Diverging diamond interchanges crisscross east- and west-bound lanes to allow cars to enter highways without turning left in front of oncoming traffic.
"The downside is it's something new," INDOT engineer Susan Doell told the Star. "People are going to have to get used to it."
The design is safer than a more traditional cloverleaf-style interchange because there is a "lack of weaving and (a) big differential of speeds between the loop ramps and the through traffic," Gilbert Chlewicki, a Maryland engineer, told the Star. There are also signals that control traffic at both points where the lanes cross.

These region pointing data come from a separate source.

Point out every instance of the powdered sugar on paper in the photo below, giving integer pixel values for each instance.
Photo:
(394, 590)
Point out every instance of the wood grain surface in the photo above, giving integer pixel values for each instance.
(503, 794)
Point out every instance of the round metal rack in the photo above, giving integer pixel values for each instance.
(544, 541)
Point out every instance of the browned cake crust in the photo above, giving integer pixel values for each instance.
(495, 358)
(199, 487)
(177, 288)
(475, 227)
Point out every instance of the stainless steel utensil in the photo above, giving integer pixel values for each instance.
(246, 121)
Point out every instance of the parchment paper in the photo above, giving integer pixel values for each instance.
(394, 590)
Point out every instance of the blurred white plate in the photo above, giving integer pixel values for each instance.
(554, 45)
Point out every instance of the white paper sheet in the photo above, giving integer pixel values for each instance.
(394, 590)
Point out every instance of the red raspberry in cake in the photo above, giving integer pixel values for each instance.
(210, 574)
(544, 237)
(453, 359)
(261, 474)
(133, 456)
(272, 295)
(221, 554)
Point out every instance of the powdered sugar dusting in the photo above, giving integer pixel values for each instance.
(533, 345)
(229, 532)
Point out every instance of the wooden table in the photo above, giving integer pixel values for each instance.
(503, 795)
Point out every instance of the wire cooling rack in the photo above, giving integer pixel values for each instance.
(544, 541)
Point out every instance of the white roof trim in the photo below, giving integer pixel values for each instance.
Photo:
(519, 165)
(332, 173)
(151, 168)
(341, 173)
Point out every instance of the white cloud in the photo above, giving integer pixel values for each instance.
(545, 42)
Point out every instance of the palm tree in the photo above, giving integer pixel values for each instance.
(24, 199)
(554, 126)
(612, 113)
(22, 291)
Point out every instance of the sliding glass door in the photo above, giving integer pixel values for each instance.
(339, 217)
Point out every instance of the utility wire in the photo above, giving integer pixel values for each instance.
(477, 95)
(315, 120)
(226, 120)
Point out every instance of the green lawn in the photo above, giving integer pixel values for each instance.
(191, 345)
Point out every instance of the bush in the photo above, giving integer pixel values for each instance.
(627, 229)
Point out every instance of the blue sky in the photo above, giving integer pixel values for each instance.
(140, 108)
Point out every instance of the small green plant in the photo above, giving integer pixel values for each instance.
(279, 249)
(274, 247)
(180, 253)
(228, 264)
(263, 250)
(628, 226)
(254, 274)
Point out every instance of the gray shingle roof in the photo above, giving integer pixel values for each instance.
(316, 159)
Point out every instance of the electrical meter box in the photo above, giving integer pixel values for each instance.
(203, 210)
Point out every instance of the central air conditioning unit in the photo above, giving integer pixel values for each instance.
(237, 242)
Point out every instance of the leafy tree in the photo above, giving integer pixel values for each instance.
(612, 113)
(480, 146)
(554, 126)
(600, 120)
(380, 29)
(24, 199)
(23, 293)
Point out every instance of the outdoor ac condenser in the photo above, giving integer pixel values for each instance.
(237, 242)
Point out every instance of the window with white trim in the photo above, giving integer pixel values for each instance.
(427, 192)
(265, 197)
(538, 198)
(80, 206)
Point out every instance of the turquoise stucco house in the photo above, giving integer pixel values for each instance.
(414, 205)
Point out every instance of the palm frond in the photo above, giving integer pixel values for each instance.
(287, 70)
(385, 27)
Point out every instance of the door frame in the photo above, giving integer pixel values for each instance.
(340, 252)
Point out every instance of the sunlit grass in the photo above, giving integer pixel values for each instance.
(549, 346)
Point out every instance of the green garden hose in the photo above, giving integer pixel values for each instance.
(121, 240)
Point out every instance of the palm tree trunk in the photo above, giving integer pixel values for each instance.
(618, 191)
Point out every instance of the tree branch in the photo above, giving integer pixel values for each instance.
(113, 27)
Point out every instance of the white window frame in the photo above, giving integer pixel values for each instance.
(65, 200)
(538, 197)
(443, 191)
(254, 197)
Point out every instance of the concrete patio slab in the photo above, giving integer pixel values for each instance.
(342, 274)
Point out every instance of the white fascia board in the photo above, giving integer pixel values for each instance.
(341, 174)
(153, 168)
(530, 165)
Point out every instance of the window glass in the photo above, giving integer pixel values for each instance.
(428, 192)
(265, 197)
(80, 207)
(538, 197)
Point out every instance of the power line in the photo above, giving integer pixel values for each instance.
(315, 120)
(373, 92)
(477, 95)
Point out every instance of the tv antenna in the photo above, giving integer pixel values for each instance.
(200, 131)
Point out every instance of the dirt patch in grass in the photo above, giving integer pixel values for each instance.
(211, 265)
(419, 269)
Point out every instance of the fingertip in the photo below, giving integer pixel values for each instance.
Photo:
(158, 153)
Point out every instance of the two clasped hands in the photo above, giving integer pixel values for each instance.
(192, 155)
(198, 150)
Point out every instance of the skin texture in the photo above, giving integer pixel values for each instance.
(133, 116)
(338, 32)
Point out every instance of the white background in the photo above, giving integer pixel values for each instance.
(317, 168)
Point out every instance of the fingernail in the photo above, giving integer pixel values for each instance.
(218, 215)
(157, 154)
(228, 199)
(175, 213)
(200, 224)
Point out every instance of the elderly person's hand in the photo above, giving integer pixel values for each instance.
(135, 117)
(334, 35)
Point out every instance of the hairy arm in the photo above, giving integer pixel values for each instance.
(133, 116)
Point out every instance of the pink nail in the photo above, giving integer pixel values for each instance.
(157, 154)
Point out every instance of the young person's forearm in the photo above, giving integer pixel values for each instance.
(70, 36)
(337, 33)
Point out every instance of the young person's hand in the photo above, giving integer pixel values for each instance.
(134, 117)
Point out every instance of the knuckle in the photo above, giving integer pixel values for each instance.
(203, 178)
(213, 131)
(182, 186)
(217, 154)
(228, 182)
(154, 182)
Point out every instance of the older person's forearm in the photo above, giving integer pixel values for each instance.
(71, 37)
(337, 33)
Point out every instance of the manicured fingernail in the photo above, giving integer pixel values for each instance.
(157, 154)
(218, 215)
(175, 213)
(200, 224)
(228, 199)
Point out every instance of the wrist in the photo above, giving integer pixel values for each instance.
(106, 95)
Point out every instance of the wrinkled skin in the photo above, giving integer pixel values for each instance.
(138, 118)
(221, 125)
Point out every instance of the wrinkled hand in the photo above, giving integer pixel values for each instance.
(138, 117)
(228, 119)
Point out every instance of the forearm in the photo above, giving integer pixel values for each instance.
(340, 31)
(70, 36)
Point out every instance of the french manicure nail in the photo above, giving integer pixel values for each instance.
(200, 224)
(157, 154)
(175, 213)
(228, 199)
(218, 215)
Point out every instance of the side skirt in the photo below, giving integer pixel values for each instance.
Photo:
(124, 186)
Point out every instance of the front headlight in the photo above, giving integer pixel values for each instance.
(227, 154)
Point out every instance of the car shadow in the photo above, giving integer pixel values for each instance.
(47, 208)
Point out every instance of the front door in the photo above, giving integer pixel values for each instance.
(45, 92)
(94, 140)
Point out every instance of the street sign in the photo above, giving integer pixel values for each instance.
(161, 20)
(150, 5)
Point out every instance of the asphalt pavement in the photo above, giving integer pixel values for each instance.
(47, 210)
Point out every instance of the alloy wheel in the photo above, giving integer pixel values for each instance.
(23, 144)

The interchanges would be the first of their kind in Indiana, but seven other states so far have built them. States that have adopted the diverging diamond design have saved millions of dollars. The design is more compact than traditional cloverleaf interchanges and tends to be cheaper.
Diverging diamond interchanges have also been proven to reduce crashes in some areas. A study shows that in St. Louis, the diverging diamond interchange showed a 38 percent drop in crashes with no wrong-way crashes. Officials in Springfield, Mo., say the design reduced crashes by 50 percent at the city's two diverted diamond interchanges.
A diverging diamond design in Greenwood could save taxpayers $3 million when compared to more traditional designs. Savings in Fort Wayne would range from an estimated $3 million to $6 million.
The state Department of Transportation will hold public meetings to get feedback before deciding whether to adopt the new designs. If the interchange proposals are approved, the new interchanges could open by 2014.